We funded research to find lasting solutions to economic and environmental problems. For example, research in the Hindu Kush-Himalayas identified solutions to conserve soil and water — such as planting hybrid off-season corn — while increasing family incomes.
IDRC facilitated research to reduce poverty, including a community-based monitoring system to track the government’s effectiveness. Researchers also brought hope to Tehsil Balakot, a rural area devastated by the 2005 Kashmir earthquake. Local organizations gained a better understanding of residents’ needs, and received training to help them rebuild or replace lost livelihoods.
Since the mid-2000s, IDRC research partners have introduced the Internet to hundreds of isolated northern villages, bringing online training opportunities, along with health and agricultural information.
Local-language computing
A widely celebrated effort to include poorer parts of Asia in the information age began in 2002, with a modest initiative to create digital fonts in Urdu, Pakistan’s national language. Given that English dominated computers and the Internet at that time, IDRC-supported research teams produced local language computer programs so Asians could read and publish content on the Internet in their own languages. Researchers at Pakistan’s National University for Computing and Emerging Sciences coordinated the 10-country program.

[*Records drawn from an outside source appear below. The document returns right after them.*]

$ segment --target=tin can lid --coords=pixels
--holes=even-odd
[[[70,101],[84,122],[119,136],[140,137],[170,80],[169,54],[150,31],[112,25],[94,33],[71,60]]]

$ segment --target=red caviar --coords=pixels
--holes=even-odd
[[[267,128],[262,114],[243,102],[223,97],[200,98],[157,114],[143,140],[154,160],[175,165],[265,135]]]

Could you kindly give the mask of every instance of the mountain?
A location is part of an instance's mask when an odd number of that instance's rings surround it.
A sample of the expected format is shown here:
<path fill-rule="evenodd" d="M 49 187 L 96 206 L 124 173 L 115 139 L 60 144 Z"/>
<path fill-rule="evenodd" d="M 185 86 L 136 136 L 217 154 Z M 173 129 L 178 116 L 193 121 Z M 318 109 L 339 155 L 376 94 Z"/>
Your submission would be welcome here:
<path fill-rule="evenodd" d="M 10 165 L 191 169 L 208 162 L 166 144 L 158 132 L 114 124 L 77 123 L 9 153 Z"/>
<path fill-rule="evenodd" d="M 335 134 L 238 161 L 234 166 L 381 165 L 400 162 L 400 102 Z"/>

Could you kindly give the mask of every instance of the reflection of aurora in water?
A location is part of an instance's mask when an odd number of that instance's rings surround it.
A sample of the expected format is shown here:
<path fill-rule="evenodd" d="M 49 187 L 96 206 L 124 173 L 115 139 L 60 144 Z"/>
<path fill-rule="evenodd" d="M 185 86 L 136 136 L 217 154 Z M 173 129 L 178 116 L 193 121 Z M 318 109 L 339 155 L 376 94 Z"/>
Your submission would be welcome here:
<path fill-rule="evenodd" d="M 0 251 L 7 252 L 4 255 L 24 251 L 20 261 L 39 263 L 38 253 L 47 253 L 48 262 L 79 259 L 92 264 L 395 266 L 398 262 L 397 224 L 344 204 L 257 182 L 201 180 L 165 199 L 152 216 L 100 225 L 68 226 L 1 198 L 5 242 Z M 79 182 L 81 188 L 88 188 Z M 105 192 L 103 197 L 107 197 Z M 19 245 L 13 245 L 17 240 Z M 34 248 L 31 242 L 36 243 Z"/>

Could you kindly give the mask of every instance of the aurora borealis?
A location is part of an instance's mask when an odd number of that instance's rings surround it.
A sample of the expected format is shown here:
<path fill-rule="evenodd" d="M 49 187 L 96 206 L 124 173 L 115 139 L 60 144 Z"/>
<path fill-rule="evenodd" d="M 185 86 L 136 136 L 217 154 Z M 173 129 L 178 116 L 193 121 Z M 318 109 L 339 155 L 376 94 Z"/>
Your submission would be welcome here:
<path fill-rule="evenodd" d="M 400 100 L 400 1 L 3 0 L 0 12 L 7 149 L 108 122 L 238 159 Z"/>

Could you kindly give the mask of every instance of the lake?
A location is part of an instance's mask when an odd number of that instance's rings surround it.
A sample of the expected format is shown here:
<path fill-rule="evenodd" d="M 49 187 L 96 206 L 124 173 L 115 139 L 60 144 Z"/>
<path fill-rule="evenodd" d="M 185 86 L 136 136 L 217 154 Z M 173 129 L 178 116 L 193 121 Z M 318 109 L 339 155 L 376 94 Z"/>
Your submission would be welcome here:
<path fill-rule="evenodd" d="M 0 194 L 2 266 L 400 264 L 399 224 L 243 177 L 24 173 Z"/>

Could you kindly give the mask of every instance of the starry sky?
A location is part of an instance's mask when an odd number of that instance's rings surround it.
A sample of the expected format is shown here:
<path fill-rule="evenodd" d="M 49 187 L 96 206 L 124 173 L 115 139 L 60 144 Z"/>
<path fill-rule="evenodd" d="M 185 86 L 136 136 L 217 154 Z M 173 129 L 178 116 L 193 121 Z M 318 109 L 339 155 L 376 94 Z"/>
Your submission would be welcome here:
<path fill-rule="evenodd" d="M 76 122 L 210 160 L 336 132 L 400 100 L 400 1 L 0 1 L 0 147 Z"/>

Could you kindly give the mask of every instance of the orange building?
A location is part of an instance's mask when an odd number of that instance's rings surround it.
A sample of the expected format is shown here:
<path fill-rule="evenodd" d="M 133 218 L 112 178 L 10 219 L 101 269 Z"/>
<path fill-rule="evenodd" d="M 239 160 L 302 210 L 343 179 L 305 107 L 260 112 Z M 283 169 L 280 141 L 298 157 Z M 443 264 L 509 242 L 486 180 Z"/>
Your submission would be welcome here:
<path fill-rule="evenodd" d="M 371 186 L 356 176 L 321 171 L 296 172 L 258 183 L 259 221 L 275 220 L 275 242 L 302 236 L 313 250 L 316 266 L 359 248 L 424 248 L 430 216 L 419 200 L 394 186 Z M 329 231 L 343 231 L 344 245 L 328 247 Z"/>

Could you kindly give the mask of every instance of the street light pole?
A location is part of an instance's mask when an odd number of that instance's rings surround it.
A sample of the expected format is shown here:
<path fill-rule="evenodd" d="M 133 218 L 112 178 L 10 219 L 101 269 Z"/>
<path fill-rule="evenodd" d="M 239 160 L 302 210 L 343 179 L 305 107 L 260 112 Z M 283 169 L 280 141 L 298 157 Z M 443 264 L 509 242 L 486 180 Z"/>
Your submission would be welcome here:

In another effort to narrow the digital divide, the Sustainable Development Policy Institute in Pakistan is measuring — and bridging — the gap between men and women, and girls and boys, in accessing computers in rural areas.
Environmental economics
For the past decade, we’ve helped build the South Asian Network for Development and Environmental Economics. This network specializes in applied research that connects economic and environmental problems with solutions. Groundbreaking research in Pakistan includes a study showing how the recreational value of natural resources, such as parkland, can generate funds to preserve them.